The Green Fog is an experimental film directed by Guy Maddin, Evan Johnson and Galen Johnson, that loosely revisits the plot of Alfred Hitchcock's 1958 film Vertigo through a collage of found footage repurposed from old movies and television shows set in San Francisco. The film was commissioned by the San Francisco Film Society for the 60th San Francisco International Film Festival’s and premiered at the festival's close on April 16, 2017. It then entered limited release on January 5, 2018 and began to tour international festivals.The film features an original score by composer Jacob Garchik and Kronos Quartet.

==Festivals==
The Green Fog was selected to screen at the following film festivals:

- 2017 San Francisco International Film Festival
- 2017 Vancouver International Film Festival
- 2018 Berlin International Film Festival
- 2018 Hong Kong International Film Festival
- 2018 France's Cinéma du Réel festival
- 2018 Buenos Aires International Festival of Independent Cinema
- 2018 Las Palmas de Gran Canaria Festival Internacional De Cine
- 2018 South Korea's Jeonju International Film Festival
- 2018 Ukraine's Molodist International Film Festival
- 2018 New Zealand International Film Festival
- 2018 Greece's Thessaloniki International Film Festival
- 2018 BFI London Film Festival

==Awards==
The Green Fog was nominated for the C.I.C.A.E. Award at the Berlin International Film Festival in 2018, and has won the following awards:

- 2018 Golden Lady Harimaguada (Best Film), Las Palmas de Gran Canaria Festival Internacional De Cine
- 2018—Los Angeles Film Critics Association Awards, The Douglas Edwards Experimental Film Award

==Critical reception==
The film received positive reviews, with review aggregator Rotten Tomatoes reporting a 95% approval score from critics based on 22 reviews. Metacritic, which assigns a weighted average score out of 100 to reviews from film critics, posts a rating score of 78 based on 10 reviews.

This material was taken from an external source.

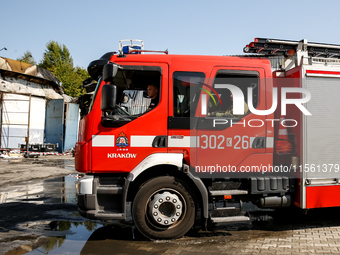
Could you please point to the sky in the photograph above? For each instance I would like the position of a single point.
(89, 29)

New York Times critic Ben Kenigsberg noted Maddin's "slight arrogance in presuming that one of the greatest films of all time [Hitchcock's Vertigo ...] could be approximated, even a little, using clips from lesser directors" but also notes that "if trying to recreate a lost object of obsession from the materials at hand was Hitchcock’s subject, then he couldn’t ask for a more fitting tribute" and calls the movie " a marvel of film scholarship."

Ty Burr, writing for the Boston Globe, called the film "eerie, witty, and unexpectedly moving" and compared it to Christian Marclay's installation film The Clock. Critics also noted that, in addition to serving as a tribute to Hitchcock's Vertigo and a method of deconstructing its own self-critical aspects (which Maddin has discussed in interviews), the film pays homage to the city of San Francisco and its stature in film history, serving as "a scrambled history of San Francisco told through moving pictures."